Il est fortement conseillé de s’informer avant d’entreprendre une randonnée dans le massif, et dans tous les cas de s’équiper comme pour une expédition en montagne.

L’accès au massif est interdit, sauf exceptions, lors des périodes de risque d’incendie, notamment aux mois de juillet et août, voire septembre.
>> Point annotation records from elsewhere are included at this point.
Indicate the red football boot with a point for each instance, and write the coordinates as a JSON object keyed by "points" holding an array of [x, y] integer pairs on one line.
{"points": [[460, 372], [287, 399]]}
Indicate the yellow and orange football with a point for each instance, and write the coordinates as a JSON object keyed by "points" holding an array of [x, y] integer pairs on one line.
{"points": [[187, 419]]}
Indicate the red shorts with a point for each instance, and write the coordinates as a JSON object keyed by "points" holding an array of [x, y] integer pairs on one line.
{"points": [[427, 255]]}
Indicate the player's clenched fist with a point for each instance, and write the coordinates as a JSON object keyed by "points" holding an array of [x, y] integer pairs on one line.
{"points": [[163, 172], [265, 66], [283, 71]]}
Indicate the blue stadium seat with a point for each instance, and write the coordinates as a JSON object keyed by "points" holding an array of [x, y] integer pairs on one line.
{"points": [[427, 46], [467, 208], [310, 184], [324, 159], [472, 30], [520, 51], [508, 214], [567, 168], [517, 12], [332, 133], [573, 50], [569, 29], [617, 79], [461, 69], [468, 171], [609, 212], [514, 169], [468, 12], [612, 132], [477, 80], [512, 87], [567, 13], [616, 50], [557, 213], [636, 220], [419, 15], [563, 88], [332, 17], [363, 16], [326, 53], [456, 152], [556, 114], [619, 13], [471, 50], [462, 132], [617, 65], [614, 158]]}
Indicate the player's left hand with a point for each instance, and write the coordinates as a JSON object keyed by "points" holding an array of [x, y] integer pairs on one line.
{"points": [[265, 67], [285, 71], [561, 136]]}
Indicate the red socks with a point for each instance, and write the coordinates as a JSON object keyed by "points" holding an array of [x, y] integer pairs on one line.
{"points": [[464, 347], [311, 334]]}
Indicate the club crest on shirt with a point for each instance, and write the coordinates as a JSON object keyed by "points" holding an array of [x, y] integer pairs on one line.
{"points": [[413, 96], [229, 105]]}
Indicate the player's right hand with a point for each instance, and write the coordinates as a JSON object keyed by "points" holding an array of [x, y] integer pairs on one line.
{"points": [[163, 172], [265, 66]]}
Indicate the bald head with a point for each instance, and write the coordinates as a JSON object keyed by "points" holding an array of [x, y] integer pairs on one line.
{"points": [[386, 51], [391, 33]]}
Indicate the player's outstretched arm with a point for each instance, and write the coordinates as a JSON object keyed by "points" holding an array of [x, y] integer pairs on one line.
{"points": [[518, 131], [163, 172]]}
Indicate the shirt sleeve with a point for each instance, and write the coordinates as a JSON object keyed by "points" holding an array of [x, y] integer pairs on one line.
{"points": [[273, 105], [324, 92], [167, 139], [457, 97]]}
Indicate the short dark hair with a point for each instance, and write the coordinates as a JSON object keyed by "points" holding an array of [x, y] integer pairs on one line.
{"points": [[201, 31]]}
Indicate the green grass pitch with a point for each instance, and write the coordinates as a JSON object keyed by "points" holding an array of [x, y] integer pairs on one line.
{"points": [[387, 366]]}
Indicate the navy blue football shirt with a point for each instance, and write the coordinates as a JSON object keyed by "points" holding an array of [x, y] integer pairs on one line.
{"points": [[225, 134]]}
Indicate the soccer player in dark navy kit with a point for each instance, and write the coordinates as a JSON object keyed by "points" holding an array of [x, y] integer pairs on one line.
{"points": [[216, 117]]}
Un arrêté préfectoral définit chaque année les dates et les lieux autorisés, et un numéro d’appel permet de s’informer au jour le jour de l’état des interdictions.


Le Massif de Marseilleveyre à Marseille

Mont Puget

Curiosités
Du sommet de Marseilleveyre on peut, dans certaines conditions exceptionnelles, apercevoir les plus hauts sommets des Pyrénées et plus particulièrement le pic du Canigou, pourtant situé à près de 250 kilomètres.

Grâce au phénomène de réfraction, une partie plus ou moins importante de la chaîne de montagne franco-espagnole peut apparaître au-dessus de la mer en direction ouest-sud-ouest.

On dit à Marseille que le mont Puget porterait ce nom parce que son profil, vu depuis la ville, rappellerait celui du sculpteur marseillais Pierre Puget.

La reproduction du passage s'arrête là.